🤖 AI Summary
To address the on-orbit collision risk posed by space debris, this paper proposes a novel real-time Space Situational Awareness (SSA) and Space Traffic Management (STM) paradigm integrating event cameras with a Stack-CNN architecture. Methodologically, we pioneer the adaptation of Stack-CNN to the event camera domain, designing a lightweight neuromorphic model that jointly exploits temporal dynamics of spike streams and embedded real-time inference optimization—specifically tailored for detecting faint, fast-moving objects under high temporal resolution and low signal-to-noise ratio (SNR) conditions. Experimental results on ground-simulated data demonstrate significant SNR enhancement for weak targets, meeting stringent onboard requirements of millisecond-level latency and milliwatt-level power consumption. Key contributions include: (1) the first algorithm–hardware co-design framework unifying event cameras and Stack-CNN for SSA/STM; and (2) a lightweight, real-time robust neuromorphic model enabling efficient in-orbit processing.
📝 Abstract
Space debris poses a significant threat, driving research into active and passive mitigation strategies.
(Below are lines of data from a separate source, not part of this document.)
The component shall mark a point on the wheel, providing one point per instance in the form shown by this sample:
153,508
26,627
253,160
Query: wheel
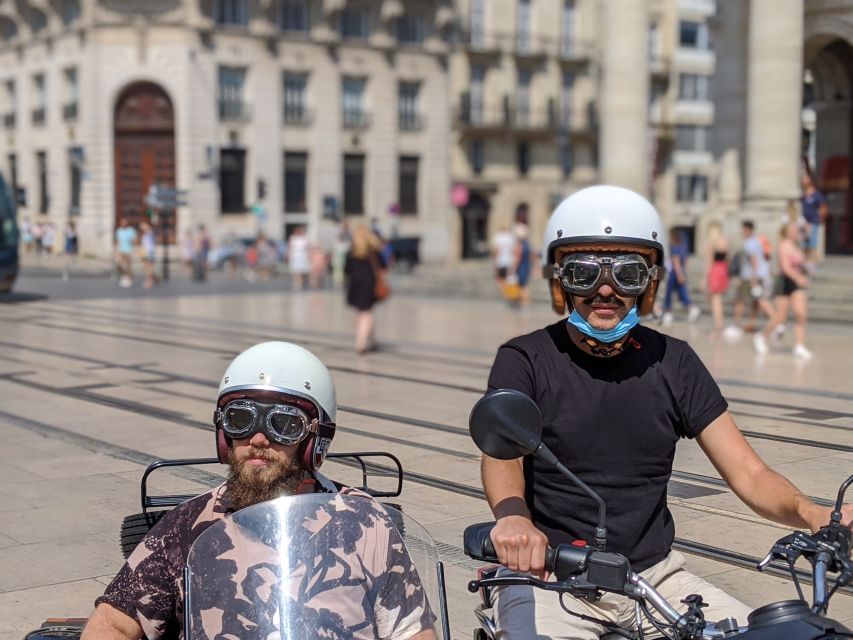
136,527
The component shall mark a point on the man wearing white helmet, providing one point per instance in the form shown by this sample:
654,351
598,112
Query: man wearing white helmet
274,422
615,398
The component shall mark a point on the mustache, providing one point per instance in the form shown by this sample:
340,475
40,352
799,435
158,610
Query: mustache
599,299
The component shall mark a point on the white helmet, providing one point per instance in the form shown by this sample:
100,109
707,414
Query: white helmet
603,215
286,368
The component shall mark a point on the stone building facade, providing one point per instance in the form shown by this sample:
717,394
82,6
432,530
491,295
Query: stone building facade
266,114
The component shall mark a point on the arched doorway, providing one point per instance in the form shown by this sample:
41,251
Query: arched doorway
828,136
144,151
475,225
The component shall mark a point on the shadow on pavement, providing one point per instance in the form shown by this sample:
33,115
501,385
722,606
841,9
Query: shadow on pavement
18,297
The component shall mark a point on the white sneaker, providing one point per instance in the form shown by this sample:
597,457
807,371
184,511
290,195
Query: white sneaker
802,353
732,333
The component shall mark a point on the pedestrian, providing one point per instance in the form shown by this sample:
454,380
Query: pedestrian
364,266
677,279
72,248
815,211
48,238
755,282
339,253
521,263
188,251
147,251
202,251
27,237
503,255
615,398
791,286
125,241
298,257
716,272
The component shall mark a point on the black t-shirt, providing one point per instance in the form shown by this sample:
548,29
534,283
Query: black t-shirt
614,422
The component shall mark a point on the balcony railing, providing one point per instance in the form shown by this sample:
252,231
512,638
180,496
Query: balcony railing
297,116
355,119
233,110
411,122
69,111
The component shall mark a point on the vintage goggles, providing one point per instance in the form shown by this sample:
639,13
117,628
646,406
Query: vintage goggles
581,274
281,423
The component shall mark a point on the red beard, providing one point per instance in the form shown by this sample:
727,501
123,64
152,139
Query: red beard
250,484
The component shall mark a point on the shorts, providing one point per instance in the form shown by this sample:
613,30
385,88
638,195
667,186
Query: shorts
813,236
746,294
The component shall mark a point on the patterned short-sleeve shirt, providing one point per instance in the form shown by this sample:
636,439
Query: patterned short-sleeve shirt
371,589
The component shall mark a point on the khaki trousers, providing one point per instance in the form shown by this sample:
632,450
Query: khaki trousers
527,613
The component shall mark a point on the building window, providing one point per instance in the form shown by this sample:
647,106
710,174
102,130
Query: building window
231,13
295,181
11,104
523,158
294,16
295,109
408,185
353,102
408,106
694,87
522,97
75,167
353,24
692,138
39,99
478,24
69,109
566,89
477,80
567,34
353,184
477,153
231,82
44,193
693,35
410,29
232,180
522,36
13,176
70,11
692,188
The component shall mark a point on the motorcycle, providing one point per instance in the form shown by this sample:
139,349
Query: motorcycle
307,566
506,424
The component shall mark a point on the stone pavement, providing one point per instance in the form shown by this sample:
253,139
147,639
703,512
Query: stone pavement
96,385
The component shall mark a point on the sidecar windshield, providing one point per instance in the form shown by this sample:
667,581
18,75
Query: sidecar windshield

This work presents an innovative collision avoidance system utilizing event-based cameras - a novel imaging technology well-suited for Space Situational Awareness (SSA) and Space Traffic Management (STM). The system, employing a Stack-CNN algorithm (previously used for meteor detection), analyzes real-time event-based camera data to detect faint moving objects. Testing on terrestrial data demonstrates the algorithm's ability to enhance signal-to-noise ratio, offering a promising approach for on-board space imaging and improving STM/SSA operations.